お金をたくさん持っているからといって、それを自慢して見せびらかしたりするのはやはり感心しません。
これに対して、「ちょっと待って!」と言う人もいるでしょう。なぜなら私自身が、YouTubeなどで“金持ち自慢”のような動画を時折配信しているからです。しかしあれは、あくまでもエンタメとしての”ネタ”であり、日常の中でお金を見せびらかしたりはしません。
お金持ちと言われている人たちと一緒にいると、彼らがしばしば女性にお金を配ったり、食事会の帰りにタクシー代を手渡したりするのを見る機会があります。その光景を目の当たりにするたびに、私は大きな違和感を覚えます。
その理由は、そんなに簡単に人にお金をあげるものではないと考えているからです。
「単なるケチなのでは?」
こう思う人もいるかもしれません。しかし、それとはちょっと違います。お金を安易に人に配る行為は、お金を粗末に扱っている気がするのです。こうした行為が積み重なっていくと、お金を大切にする気持ちは薄れていきますし、またお金のほうも逃げていきます。
”お金を配るお金持ち”というと、多くの人が実業家の前澤友作さんを思い浮かべるかもしれません。とはいえ前澤さんは、自身の発信力を高めるために「お金配り」をしているだけで、普段の生活の中でむやみにお金を見せびらかしているわけではないはずです。

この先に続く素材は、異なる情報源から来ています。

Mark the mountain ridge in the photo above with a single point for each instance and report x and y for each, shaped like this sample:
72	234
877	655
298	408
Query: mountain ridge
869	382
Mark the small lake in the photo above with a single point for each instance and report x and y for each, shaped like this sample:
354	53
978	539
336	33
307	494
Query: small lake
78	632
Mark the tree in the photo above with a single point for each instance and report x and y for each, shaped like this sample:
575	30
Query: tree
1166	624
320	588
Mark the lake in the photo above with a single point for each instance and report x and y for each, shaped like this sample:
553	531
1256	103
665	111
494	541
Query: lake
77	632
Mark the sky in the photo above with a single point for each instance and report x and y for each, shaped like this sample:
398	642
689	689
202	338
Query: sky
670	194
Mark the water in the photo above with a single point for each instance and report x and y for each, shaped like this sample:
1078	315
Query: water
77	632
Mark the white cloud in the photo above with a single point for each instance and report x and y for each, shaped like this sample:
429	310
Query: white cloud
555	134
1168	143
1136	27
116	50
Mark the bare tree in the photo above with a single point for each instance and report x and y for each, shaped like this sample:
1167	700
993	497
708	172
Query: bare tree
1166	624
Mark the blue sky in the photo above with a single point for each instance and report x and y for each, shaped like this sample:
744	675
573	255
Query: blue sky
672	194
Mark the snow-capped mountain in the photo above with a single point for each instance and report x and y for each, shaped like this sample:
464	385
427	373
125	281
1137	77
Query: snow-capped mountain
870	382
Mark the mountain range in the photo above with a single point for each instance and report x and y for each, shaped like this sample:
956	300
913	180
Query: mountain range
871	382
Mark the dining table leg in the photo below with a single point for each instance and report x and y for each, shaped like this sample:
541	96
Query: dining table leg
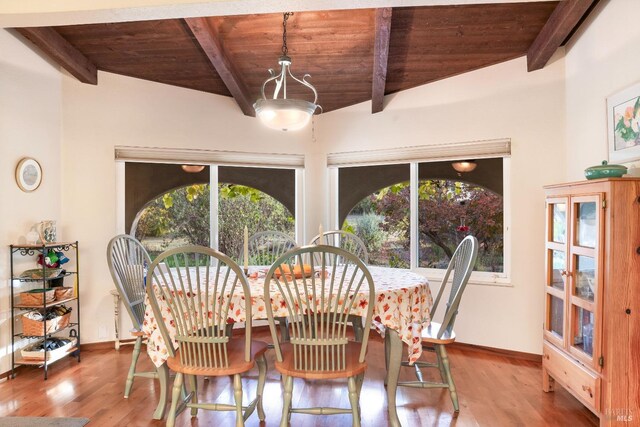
393	372
163	378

実は、お金を粗末に扱う人はお金持ちだけに限ったことではありません。むしろ、お金持ちでない人のほうが、お金を雑に扱う傾向が強かったりもします。
お金は本来、1円たりとも無駄にしてはいけません。その感覚を失った瞬間から、お金はゆっくり、ゆっくりと離れていきます。
小金が貯まった途端、飲食店で散財したり、酔った勢いでキャバクラへ行き、お金を湯水のように使ってしまった経験はないでしょうか。これらは、お金を粗末に扱う人たちの典型的なパターンです。
私自身も、気を緩めるとお金を雑に扱いがちな性分なので、いつも気を付けるようにしています。
「お金持ちを3年続けるのは難しい」
こんなことがよく言われているようです。飲食店やバー、クラブなどで見境もなくお金を使うようになったら、その人は早晩、お金で苦労するようになると考えて間違いないでしょう。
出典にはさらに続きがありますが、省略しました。